NOP      (--)              Do nothing
RAND     (--n)             n: a RANDOM 31-bit number (0..$7FFFFFFF)
RESET    (--)              Re-initialize cccForth
SYSTEM   (a--)             a: string to send to system() ... eg: " dir" system (PC)
TIMER    (--n)             n: Time in MS
MS       (n--)             n: MS to sleep
VARIABLE (--)              Define a variable
WORDS    (--)              Output the dictionary

Built-in words

cb     (--a)   a: Start address for CODE area
vb     (--a)   a: Start address for VARS area
csz    (--n)   n: Size of CODE area
vsz    (--n)   n: Size of VARS area
ha     (--a)   a: Address of HERE
la     (--a)   a: Address of LAST
va     (--a)   a: Address of VHERE
base   (--a)   a: Address of BASE

Extending cccForth

In the C code, TOS is the "top-of-stack", and NOS is "next-on-stack". There is also push(x) and pop(), which manage the stack.

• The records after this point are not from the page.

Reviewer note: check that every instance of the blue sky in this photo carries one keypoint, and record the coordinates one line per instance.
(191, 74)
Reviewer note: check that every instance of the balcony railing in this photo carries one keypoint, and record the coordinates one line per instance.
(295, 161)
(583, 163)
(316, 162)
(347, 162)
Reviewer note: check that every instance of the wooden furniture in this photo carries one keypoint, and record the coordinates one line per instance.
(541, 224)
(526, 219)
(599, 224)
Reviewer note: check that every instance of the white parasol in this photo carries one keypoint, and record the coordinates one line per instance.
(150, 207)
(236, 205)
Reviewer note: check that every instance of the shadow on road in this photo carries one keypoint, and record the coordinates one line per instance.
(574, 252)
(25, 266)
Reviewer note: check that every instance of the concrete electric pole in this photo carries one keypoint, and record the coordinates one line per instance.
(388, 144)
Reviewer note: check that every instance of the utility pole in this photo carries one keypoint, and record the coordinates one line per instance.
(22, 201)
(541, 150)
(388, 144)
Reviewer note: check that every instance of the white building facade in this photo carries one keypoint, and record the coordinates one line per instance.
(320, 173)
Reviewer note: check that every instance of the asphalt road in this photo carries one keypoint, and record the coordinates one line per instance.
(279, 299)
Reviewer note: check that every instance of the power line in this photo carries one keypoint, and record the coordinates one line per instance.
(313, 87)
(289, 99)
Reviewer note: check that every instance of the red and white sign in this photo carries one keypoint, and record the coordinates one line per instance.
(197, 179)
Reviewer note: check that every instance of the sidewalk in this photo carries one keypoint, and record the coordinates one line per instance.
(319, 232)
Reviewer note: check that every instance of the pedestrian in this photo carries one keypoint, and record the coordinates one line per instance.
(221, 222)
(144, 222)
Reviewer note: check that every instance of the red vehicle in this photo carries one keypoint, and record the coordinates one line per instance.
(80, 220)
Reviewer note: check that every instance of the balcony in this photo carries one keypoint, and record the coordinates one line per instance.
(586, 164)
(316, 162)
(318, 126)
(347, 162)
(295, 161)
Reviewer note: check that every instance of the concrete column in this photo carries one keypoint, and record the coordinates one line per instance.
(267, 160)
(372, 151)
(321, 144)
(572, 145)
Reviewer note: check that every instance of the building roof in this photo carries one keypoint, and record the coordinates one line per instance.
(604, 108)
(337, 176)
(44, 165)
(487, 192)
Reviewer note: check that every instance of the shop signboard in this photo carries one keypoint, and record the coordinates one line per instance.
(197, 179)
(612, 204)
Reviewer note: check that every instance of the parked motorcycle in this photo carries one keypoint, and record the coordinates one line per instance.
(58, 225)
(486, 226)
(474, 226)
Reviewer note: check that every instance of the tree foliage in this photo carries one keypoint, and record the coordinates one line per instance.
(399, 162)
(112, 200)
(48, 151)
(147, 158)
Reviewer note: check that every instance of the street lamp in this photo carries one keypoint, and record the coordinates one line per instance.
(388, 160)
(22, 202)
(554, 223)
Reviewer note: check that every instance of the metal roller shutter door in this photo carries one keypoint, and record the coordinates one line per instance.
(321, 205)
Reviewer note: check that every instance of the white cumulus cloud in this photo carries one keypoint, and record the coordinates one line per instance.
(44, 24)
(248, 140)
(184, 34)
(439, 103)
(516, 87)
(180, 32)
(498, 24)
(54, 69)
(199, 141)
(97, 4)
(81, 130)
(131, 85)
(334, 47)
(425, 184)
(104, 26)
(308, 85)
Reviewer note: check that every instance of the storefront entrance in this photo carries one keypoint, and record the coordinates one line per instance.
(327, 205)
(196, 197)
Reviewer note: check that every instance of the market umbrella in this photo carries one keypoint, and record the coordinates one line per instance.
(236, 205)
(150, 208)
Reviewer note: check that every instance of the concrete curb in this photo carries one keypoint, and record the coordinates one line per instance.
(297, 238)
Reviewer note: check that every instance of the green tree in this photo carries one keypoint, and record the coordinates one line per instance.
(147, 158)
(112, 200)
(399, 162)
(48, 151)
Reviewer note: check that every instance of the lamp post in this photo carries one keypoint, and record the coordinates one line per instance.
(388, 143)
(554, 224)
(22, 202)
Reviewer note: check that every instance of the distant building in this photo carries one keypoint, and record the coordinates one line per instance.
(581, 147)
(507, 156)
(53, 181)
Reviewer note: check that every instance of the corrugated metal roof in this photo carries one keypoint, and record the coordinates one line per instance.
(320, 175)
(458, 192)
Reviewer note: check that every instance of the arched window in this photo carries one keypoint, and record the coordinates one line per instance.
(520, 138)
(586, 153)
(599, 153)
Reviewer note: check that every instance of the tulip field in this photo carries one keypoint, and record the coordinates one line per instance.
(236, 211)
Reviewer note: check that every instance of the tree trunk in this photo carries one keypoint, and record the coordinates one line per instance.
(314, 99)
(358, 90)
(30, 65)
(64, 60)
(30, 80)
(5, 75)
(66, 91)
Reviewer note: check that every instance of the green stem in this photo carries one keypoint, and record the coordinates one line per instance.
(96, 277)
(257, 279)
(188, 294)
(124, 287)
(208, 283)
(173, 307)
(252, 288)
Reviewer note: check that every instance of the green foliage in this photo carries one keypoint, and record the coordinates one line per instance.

In the beginning of the cccForth.cpp file, there is a section where prims[] is defined. This enumerates all the primitives that cccForth knows about. The first member of an entry is the Forth name, the second part is the VML code.

You will see there are sections that add additional primitives if a symbol is #defined, for example:

#ifdef __PIN__
    // Extension: PIN operations ... for dev boards
    , { "PIN-IN","zPI" }   // open input
    , { "PIN-OUT","zPO" }  // open output
    , { "PIN-UP","zPU" }   // open input-pullup
    , { "PINA@","zPRA" }   // Pin read: analog
    , { "PIN@","zPRD" }    // Pin read: digital
    , { "PINA!","zPWA" }   // Pin write: analog
    , { "PIN!","zPWD" }    // Pin write: digital
#endif

You will notice that the VML code for these operations all begin with 'z'. The byte 'z' is the trigger to the VM that the command is implemented in doExt(ir, pc). Here is the definition of that function for development boards (in cccForth.ino):

byte *doExt(CELL ir, byte *pc) {
    CELL pin;
    switch (ir) {
    case 'G': pc = doGamePad(ir, pc);           break;  // zG<x>
    case 'N': push(micros());                   break;  // zN (--n)
    case 'P': pin = pop(); ir = *(pc++);                // Pin operations
        switch (ir) {
        case 'I': pinMode(pin, INPUT);                           break;  // zPI (p--)
        case 'O': pinMode(pin, OUTPUT);                          break;  // zPO (p--)
        case 'U': pinMode(pin, INPUT_PULLUP);                    break;  // zPU (p--)
        case 'R': ir = *(pc++);
            if (ir == 'A') { push(analogRead(pin));  }                   // zPRA (p--n)
            if (ir == 'D') { push(digitalRead(pin)); }           break;  // zPRD (p--n)
        case 'W': ir = *(pc++);
            if (ir == 'A') { analogWrite(pin,  (int)pop()); }            // zPWA (n p--)
            if (ir == 'D') { digitalWrite(pin, (int)pop()); }    break;  // zPWD (n p--)
        default:
            isError = 1;
            printString("-notPin-");
        }                                       break;
    case 'W': delay(pop());                     break;  // zW (n--)
    default:
        isError = 1;
        printString("-notExt-");
    }
    return pc;
}

In this context, 'pc' points to the next byte in the command stream, so "ir = *(pc++);" sets ir to the next byte and moves pc to point to the next byte after that. A VML command "zN" will execute the 'N' case in doExt(), which in this case, executes "push(micros())", pushing the return value from the Arduino library function "micros()" onto the stack.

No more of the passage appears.